The global agriculture giant Cargill has admitted that commodities companies will not meet their stated goal of stopping deforestation for farmland by 2020.
Cargill was among more than 50 companies that signed up to the New York Declaration on Forests in 2014, agreeing to eliminate the conversion of forests for the production of soybeans, palm oil, paper and beef by next year. However, in a blogpost, the company’s chief executive officer Dave MacLennan admitted that the pledge is likely to fail.
“Despite our collective efforts, industry is poised to fall short of a 2020 goal to eliminate deforestation in key supply chains, including beef, soy and palm oil. That is hard for me to admit – but it is not a reason to stop taking critical action,” MacLennan said.

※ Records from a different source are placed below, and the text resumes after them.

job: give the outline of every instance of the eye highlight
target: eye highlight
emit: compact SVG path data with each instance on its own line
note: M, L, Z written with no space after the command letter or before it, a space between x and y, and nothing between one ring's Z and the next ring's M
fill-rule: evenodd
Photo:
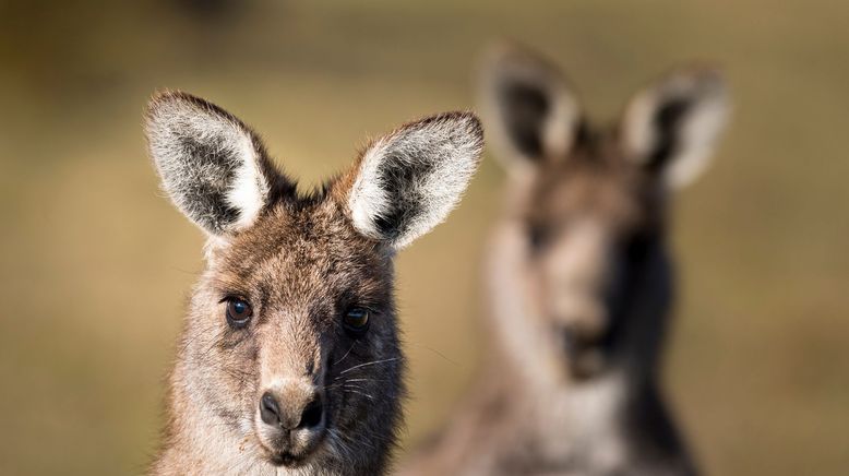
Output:
M369 310L363 308L350 308L345 312L342 323L345 330L359 337L369 330Z
M241 329L248 325L253 316L253 309L250 302L241 298L227 299L227 323L234 329Z

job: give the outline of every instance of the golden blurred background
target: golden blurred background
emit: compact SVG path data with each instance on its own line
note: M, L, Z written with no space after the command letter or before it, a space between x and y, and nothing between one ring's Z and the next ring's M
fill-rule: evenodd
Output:
M355 4L356 3L356 4ZM135 474L202 234L157 189L143 106L223 105L308 185L417 116L474 107L493 39L557 61L594 118L677 62L724 64L736 110L674 206L665 383L716 475L849 471L849 2L0 0L0 474ZM488 156L399 258L412 398L438 426L480 365Z

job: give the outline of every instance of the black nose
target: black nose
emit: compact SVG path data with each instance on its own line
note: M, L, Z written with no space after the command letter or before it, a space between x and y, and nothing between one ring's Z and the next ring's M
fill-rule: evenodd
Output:
M265 392L260 400L260 418L266 425L282 426L287 429L313 428L321 424L323 415L324 404L318 394L303 406L296 425L290 425L291 418L282 415L280 404L271 392Z
M260 400L260 417L266 425L280 424L280 407L274 395L268 392L265 392Z

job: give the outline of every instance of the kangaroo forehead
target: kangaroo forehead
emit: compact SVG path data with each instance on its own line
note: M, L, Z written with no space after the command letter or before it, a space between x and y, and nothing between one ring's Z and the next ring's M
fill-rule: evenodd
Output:
M358 234L333 203L304 209L275 205L237 236L225 262L235 277L332 277L381 269L378 245Z

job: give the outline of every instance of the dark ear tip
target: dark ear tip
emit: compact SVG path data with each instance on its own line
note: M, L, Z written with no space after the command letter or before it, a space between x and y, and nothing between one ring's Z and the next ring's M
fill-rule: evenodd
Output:
M427 127L449 127L451 129L465 132L470 138L483 142L483 124L478 115L469 110L453 110L441 112L433 116L427 116L421 119L407 122L400 127L400 130L420 129Z

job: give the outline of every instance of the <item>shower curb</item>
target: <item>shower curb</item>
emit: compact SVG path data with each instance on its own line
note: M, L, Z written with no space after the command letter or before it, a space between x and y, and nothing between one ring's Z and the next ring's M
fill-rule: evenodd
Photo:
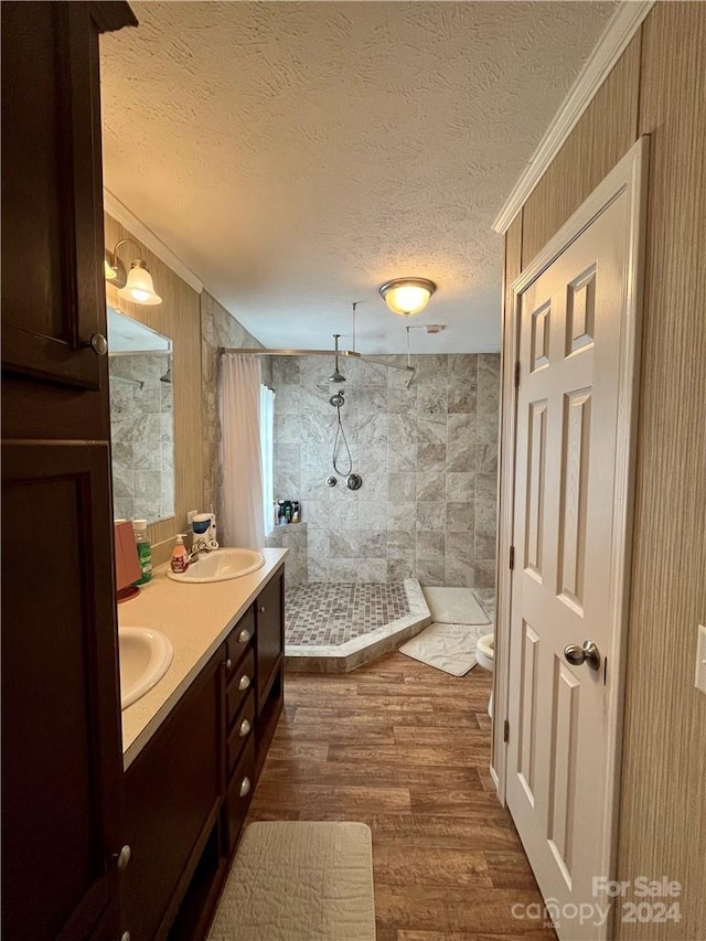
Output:
M431 623L431 614L416 578L405 578L409 613L382 628L342 644L287 644L285 670L289 673L350 673L411 640Z

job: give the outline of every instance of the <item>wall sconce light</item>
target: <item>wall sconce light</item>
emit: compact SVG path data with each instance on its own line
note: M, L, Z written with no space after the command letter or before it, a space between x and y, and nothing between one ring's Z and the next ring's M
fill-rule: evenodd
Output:
M434 281L427 278L395 278L377 290L393 313L411 317L425 309L436 289Z
M127 244L139 248L131 238L121 238L113 252L106 252L104 259L106 281L119 288L118 295L124 300L145 304L161 303L162 299L154 290L150 269L141 258L135 258L130 263L130 274L126 276L125 265L118 258L118 248Z

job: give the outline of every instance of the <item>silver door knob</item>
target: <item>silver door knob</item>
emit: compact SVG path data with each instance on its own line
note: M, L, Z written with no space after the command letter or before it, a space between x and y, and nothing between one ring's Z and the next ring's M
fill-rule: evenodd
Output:
M124 869L127 868L128 863L130 862L130 847L125 844L122 849L119 853L115 854L116 865L118 867L118 873L122 873Z
M584 641L584 645L570 643L564 648L564 656L571 666L580 666L586 663L591 670L600 670L600 652L593 641Z

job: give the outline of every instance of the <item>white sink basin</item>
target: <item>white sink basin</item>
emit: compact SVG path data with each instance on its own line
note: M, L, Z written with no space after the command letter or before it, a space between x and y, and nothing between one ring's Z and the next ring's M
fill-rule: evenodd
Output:
M167 673L174 654L172 642L151 628L119 628L120 708L132 705Z
M227 581L257 571L265 565L265 559L255 549L214 549L202 553L186 571L168 571L174 581L188 585L202 585L204 581Z

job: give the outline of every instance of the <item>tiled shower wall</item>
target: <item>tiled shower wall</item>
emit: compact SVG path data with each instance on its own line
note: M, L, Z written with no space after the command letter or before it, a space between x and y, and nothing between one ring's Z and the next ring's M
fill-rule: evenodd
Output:
M110 356L113 510L121 520L174 514L174 395L165 356Z
M333 363L272 361L275 496L301 501L309 581L494 585L500 355L419 355L413 364L406 389L406 373L342 361L341 418L363 478L351 491L345 474L325 483L334 473Z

Last week, Greenpeace warned that the pledge would fail, and said that consumer goods companies would be responsible for the destruction of 50 million hectares of forests between 2010 and 2020.

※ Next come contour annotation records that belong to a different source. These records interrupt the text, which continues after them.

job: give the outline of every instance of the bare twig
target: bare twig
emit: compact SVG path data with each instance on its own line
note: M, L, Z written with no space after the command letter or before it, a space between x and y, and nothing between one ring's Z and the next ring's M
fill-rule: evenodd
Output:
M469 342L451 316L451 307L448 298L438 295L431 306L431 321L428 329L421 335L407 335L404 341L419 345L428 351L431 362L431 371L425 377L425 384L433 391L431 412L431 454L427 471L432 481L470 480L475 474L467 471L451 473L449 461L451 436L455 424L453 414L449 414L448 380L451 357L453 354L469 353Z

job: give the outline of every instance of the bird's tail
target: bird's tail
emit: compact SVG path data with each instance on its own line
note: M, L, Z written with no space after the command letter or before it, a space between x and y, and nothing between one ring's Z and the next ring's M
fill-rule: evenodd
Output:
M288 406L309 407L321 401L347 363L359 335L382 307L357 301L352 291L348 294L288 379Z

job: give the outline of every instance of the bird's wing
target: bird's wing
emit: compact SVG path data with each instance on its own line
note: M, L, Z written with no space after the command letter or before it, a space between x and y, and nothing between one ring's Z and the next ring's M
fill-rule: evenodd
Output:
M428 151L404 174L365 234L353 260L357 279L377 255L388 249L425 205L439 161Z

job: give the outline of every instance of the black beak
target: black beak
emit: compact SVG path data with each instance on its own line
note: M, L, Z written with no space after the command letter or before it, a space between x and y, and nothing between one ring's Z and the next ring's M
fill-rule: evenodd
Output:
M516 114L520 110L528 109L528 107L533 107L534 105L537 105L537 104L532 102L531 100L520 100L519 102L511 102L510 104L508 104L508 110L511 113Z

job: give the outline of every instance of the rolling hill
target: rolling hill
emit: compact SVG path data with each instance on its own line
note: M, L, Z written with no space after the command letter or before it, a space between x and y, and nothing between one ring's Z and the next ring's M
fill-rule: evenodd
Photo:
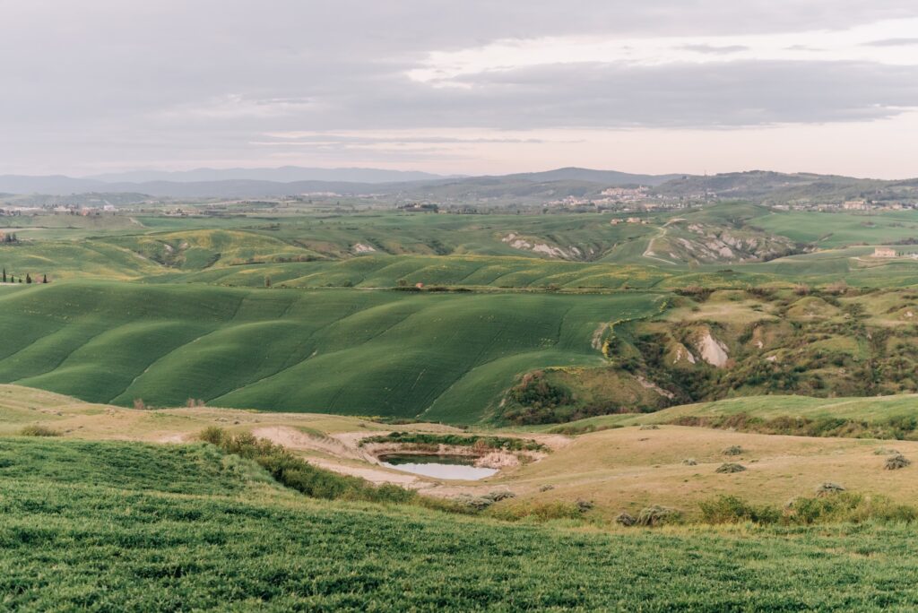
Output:
M67 282L0 288L0 380L141 398L468 423L519 374L601 364L595 330L660 296L252 290Z

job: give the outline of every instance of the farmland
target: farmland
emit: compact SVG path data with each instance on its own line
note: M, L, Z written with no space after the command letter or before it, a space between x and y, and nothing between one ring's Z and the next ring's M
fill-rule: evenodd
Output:
M12 219L4 603L912 607L910 215Z
M898 581L918 572L909 553L910 526L648 529L610 522L610 512L627 496L613 494L616 483L645 482L655 502L678 499L690 511L694 501L722 488L757 499L786 493L776 488L809 490L821 473L843 474L848 487L867 491L892 493L913 481L907 471L876 481L882 471L874 466L871 441L827 440L820 448L794 437L722 433L711 439L703 429L666 426L584 435L489 486L520 491L521 497L498 507L591 492L597 507L582 519L514 523L496 513L476 518L310 499L208 445L110 440L131 430L138 440L163 431L193 435L207 422L221 423L220 410L175 409L158 417L157 411L109 410L25 388L0 392L5 423L38 420L66 433L0 440L0 594L14 608L617 608L639 600L645 610L880 610L918 601L918 594ZM245 419L234 427L242 429L299 420L331 433L360 425L327 416L222 414ZM112 429L113 420L134 426ZM700 464L687 474L707 474L702 448L716 454L728 442L749 450L741 461L753 468L736 475L740 479L711 474L704 478L722 485L693 484L687 490L677 485L682 477L670 474L670 464L688 452ZM905 452L914 444L905 444ZM801 463L805 477L768 476L793 472L789 462ZM618 469L621 474L610 472L622 463L627 468ZM636 474L642 477L635 480ZM901 484L897 488L888 479ZM530 485L546 482L555 487L545 494ZM762 484L771 485L762 491ZM626 485L625 492L631 488L633 496L633 487ZM897 496L914 500L909 487ZM661 583L664 560L670 578ZM53 576L49 564L58 569Z
M16 288L18 290L18 288ZM0 378L85 400L476 421L518 373L599 365L592 335L661 296L252 290L70 282L0 290ZM304 385L303 383L308 385Z
M6 440L2 453L0 594L19 609L879 610L918 600L890 589L890 575L916 572L901 528L602 534L309 501L200 448ZM99 470L103 459L116 463Z

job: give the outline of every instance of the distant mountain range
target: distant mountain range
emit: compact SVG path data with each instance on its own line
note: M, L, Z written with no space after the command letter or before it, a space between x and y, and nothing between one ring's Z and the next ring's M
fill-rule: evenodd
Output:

Deforestation for soy production in Brazil’s Cerrado region has proved particularly difficult to stop, Cargill said. The country’s new government under Jair Bolsonaro has promised to remove environmental protections and support the agriculture sector’s expansion.

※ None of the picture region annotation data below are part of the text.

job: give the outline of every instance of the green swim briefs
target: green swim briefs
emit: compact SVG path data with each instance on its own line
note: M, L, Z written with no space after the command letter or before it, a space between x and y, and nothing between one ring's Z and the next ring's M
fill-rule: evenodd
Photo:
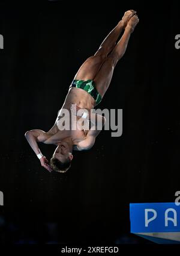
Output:
M101 96L100 93L97 92L95 83L93 80L73 80L70 88L76 87L80 88L87 92L92 98L95 99L97 105L101 101Z

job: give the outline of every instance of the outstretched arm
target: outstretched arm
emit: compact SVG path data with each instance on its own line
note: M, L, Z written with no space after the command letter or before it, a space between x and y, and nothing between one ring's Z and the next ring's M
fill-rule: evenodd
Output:
M48 139L47 133L41 130L32 130L27 131L25 136L32 150L40 159L41 166L49 172L51 172L52 169L48 164L46 158L41 152L37 144L38 142L44 142Z
M88 131L86 139L77 143L77 150L88 150L92 148L95 138L101 132L106 122L105 117L98 114L91 114L90 120L93 125Z

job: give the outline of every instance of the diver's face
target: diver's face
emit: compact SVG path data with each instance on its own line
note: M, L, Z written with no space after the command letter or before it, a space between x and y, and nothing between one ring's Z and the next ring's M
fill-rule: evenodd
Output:
M70 152L68 143L66 142L59 143L55 149L53 156L62 163L65 163L68 160L71 160L73 157L72 154Z

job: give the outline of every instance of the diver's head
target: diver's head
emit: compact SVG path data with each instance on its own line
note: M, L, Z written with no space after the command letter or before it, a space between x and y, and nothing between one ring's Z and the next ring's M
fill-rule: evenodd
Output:
M73 156L71 153L73 145L71 141L62 141L58 143L52 158L50 160L53 170L65 172L71 167Z

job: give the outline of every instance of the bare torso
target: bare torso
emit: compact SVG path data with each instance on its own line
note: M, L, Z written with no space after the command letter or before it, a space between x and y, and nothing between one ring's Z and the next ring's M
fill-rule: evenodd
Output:
M61 123L61 119L59 118L61 110L64 108L67 109L69 110L71 115L70 107L71 104L76 104L80 108L86 108L90 110L94 108L95 104L96 102L94 98L84 90L76 87L71 88L69 90L62 108L58 111L55 123L47 133L49 138L44 142L47 144L57 145L64 139L71 137L73 144L76 145L78 142L83 140L86 138L88 130L82 130L79 128L76 130L72 130L71 129L71 125L69 130L64 130L61 131L59 130L61 125L63 125L63 123ZM77 119L78 119L78 117L77 117Z

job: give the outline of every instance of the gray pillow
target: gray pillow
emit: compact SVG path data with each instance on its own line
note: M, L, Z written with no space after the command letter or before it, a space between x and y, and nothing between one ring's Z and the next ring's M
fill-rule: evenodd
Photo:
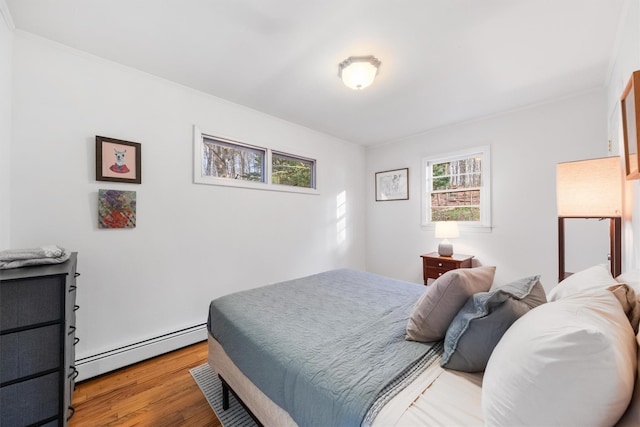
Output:
M527 277L469 298L447 329L440 365L457 371L484 371L509 326L547 302L539 279Z
M459 268L444 273L420 297L407 322L410 341L439 341L469 297L491 289L495 267Z

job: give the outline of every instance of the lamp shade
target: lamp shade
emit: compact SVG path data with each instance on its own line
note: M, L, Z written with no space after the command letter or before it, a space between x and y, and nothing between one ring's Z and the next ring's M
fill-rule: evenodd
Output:
M361 90L373 83L379 66L374 56L350 56L338 65L338 76L347 87Z
M436 222L436 239L452 239L460 235L456 221Z
M621 216L620 157L559 163L556 174L556 195L559 217Z

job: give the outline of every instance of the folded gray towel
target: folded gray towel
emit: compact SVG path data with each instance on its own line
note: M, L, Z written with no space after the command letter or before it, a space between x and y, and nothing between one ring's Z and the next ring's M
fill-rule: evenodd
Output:
M71 254L55 245L29 249L8 249L0 251L0 270L26 267L28 265L59 264L69 259Z

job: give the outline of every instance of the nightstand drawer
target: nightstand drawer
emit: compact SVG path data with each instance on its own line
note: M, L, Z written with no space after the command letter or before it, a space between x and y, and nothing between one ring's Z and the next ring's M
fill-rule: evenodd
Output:
M455 268L427 268L425 270L425 276L427 279L437 279L447 271L455 270Z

MacLennan said that Cargill cannot solve the challenges in Brazil alone, and that unilaterally deciding to stop sourcing soy from the Cerrado region would simply push farmers to sell to other buyers.
“We will convene the best and brightest minds to identify innovative solutions to end deforestation, starting with the soy industry in Brazil,” he said. “It will take collective action to solve this problem, not merely shift it to another company’s supply chain.”